A true story From The London Times: 



A Well-Planned Retirement 


Outside England 's Bristol Zoo there is a parking lot for 150 cars and 8 buses. For 25 years, its parking fees were managed by a very pleasant attendant. The fees were for cars (£1.40), for buses (about £7.00).. 

Then, one day, after 25 solid years of never missing a day of work, he just didn't show up, so the zoo management called the city council and asked it to send them another parking agent. 

The council did some research and replied that the parking lot was the zoo's own responsibility. The zoo advised the council that the attendant was a city employee. The city council responded that the parking attendant had never been on the city payroll. 

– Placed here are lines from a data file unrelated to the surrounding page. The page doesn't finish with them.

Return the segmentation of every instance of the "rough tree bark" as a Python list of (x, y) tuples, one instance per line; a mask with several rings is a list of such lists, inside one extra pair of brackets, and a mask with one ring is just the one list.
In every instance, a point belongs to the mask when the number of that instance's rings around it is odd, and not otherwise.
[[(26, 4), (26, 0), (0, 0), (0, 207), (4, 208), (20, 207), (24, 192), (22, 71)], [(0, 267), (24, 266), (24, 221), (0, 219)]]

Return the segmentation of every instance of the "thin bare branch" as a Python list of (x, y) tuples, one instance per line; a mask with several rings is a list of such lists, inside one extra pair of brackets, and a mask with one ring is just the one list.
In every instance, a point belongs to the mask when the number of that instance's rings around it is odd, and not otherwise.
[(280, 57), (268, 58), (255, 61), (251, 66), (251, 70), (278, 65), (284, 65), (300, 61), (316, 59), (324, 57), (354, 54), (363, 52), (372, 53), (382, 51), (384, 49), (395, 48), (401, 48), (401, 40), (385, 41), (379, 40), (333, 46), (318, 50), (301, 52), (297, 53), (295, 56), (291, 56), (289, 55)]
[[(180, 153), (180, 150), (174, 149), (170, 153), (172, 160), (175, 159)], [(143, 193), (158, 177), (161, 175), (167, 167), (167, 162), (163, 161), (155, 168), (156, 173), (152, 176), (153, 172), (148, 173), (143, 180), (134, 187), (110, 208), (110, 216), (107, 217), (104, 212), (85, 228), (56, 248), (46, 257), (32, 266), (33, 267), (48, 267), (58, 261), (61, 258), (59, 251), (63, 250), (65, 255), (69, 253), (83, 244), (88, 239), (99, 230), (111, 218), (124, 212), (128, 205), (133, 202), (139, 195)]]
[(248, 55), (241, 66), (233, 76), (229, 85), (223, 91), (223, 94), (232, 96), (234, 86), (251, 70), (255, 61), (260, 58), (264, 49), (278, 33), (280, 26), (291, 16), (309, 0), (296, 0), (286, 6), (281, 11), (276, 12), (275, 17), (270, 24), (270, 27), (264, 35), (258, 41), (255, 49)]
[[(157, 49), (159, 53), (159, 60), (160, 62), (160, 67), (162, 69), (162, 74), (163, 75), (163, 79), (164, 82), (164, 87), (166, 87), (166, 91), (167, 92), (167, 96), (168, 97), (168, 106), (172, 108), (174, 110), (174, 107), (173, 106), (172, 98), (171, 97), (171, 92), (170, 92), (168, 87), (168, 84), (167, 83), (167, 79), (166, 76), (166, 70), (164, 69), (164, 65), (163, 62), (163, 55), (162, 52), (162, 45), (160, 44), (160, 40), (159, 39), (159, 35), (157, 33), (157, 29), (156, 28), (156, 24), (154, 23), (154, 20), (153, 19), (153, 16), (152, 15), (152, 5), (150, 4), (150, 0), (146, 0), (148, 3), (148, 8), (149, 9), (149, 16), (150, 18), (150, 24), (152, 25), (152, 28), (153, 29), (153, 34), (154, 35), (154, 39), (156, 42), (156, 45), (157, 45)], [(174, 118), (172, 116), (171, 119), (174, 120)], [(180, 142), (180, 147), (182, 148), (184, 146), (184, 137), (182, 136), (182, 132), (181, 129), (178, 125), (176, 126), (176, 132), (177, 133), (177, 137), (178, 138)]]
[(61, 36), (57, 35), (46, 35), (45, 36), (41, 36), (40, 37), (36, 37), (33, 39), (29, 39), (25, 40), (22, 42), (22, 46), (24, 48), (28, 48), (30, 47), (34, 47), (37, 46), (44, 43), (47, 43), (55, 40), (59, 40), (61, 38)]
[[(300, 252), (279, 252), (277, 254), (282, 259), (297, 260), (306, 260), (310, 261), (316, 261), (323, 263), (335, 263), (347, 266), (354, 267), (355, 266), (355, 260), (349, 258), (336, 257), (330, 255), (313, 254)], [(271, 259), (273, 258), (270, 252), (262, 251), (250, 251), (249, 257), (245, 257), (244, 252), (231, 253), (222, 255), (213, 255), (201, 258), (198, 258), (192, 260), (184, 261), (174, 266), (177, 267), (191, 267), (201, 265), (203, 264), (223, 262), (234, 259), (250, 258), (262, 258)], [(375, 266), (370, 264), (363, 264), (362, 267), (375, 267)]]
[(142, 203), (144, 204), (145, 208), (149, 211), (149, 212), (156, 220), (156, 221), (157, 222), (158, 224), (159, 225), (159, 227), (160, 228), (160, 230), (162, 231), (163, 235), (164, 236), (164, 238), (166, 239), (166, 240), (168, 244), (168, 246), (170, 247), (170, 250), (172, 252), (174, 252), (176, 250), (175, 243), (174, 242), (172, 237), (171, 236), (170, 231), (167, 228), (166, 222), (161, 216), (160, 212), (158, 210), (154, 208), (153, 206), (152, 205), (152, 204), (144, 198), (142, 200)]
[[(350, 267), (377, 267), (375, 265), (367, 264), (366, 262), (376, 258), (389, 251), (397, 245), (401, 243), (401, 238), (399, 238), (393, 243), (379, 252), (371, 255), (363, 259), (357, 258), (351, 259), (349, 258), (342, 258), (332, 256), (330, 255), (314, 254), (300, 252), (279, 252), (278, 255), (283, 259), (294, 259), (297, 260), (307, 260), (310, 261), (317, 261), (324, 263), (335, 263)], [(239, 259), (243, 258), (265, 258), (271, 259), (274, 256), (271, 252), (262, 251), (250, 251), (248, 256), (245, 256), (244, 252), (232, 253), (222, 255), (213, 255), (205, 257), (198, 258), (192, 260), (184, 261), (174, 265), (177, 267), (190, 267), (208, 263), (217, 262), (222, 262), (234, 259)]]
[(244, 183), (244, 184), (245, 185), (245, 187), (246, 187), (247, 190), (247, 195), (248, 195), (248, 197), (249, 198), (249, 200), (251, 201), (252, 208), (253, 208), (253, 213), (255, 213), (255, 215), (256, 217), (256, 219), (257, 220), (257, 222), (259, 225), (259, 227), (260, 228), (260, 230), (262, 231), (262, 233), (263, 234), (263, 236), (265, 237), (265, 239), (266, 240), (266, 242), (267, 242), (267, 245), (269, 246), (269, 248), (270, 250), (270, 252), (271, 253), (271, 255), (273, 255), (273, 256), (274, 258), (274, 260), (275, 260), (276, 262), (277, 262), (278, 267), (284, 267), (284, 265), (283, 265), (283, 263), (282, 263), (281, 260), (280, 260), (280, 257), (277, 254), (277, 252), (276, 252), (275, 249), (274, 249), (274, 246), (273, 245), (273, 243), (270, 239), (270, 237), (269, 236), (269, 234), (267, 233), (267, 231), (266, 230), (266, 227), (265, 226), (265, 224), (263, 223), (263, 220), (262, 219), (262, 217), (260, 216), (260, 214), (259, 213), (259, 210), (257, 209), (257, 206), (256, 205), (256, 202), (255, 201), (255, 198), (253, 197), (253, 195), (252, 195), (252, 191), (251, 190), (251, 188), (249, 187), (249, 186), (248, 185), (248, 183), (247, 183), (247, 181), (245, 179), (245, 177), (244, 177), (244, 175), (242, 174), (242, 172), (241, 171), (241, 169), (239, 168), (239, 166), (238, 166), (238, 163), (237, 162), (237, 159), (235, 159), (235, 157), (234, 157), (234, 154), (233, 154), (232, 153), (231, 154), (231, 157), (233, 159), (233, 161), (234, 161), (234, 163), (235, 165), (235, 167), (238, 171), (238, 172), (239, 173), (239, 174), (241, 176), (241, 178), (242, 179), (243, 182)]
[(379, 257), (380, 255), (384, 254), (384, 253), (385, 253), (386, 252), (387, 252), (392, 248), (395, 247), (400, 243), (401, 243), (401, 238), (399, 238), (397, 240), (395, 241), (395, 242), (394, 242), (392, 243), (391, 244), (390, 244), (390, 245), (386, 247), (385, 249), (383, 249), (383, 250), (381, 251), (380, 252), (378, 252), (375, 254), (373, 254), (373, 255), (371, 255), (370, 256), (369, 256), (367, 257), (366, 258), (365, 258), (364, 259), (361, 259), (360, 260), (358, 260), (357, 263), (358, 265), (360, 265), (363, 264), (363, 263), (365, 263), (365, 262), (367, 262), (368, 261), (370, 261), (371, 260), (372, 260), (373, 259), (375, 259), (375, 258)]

Meanwhile, sitting in his villa somewhere on the coast of Spain or France or Florida is a man who'd apparently had a ticket machine installed completely on his own and then had simply begun to show up every day, commencing to collect and keep the parking fees, estimated at about £560 per day -- for 25 years. 

Assuming 7 days a week, this amounts to just over £7million pounds ....... and no one even knows his name. 


Peter


----------



## christopherdouglas (Nov 13, 2008)

Wow, brill story Peter,

If only we had thought of that 25 years ago ???


----------